Unser Genosse Fred Zierenberg starb am 19. Januar 2012, zwei Wochen vor seinem 63. Geburtstag, in Berlin an Krebs. Fred führte seit seinem Eintritt vor 35 Jahren den Kampf als kommunistischer Kader an der Spitze unserer Organisation. Bis zu seinem Tode war er Mitglied des Internationalen Exekutivkomitees der Internationalen Kommunistischen Liga (Vierte Internationalisten) und des Zentralkomitees der Spartakist-Arbeiterpartei Deutschlands (SpAD). In allen Sektionen unserer internationalen Partei empfinden Genossen Schmerz und Trauer über Freds Tod. Unsere Gedanken sind bei seiner Frau, Genossin Birgit, und ihrem gemeinsamen besten Freund Wolf.

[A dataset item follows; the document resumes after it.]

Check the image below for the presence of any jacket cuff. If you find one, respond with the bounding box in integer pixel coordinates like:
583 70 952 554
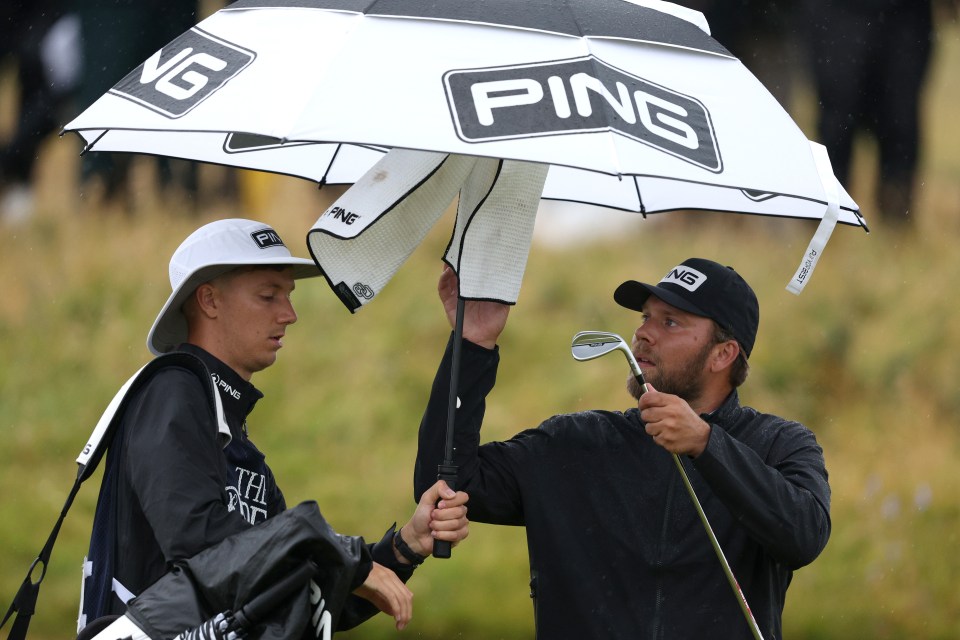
370 523 415 582
350 538 373 592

Fred wurde am 3. Februar 1949 in Westberlin, der NATO-Frontstadt des Kalten Krieges, geboren. Seine Eltern waren Metallarbeiter. Wie Tausende Studenten und junge Arbeiter wurde er in den 1960er-Jahren durch eine Radikalisierungswelle politisiert, die vor allem durch den Generalstreik vom Mai 1968 in Frankreich und die Empörung über den US-Krieg in Vietnam ausgelöst worden war. In Deutschland distanzierte sich diese Schicht Jugendlicher zunehmend von dem Antikommunismus der SPD. Doch die Zerschlagung der Arbeiterbewegung durch die Nazis hatte zum vollständigen Bruch der revolutionären Kontinuität in Deutschland geführt, was das Erforschen des authentischen Marxismus außerordentlich erschwerte. Trotzkistische Kader in Europa waren von den Nazis ermordet, ins Gefängnis geworfen oder in den Untergrund getrieben und darüber hinaus von den Stalinisten verfolgt worden. Als Folge davon waren die weltweiten Entwicklungen in der trotzkistischen Bewegung von 1933 bis 1945 denjenigen, die den Trümmern Nazi-Deutschlands entkommen waren, nicht zugänglich. Hinzu kam, dass Trotzkis Schriften Ende der 60er-Jahre auf Deutsch kaum verfügbar waren.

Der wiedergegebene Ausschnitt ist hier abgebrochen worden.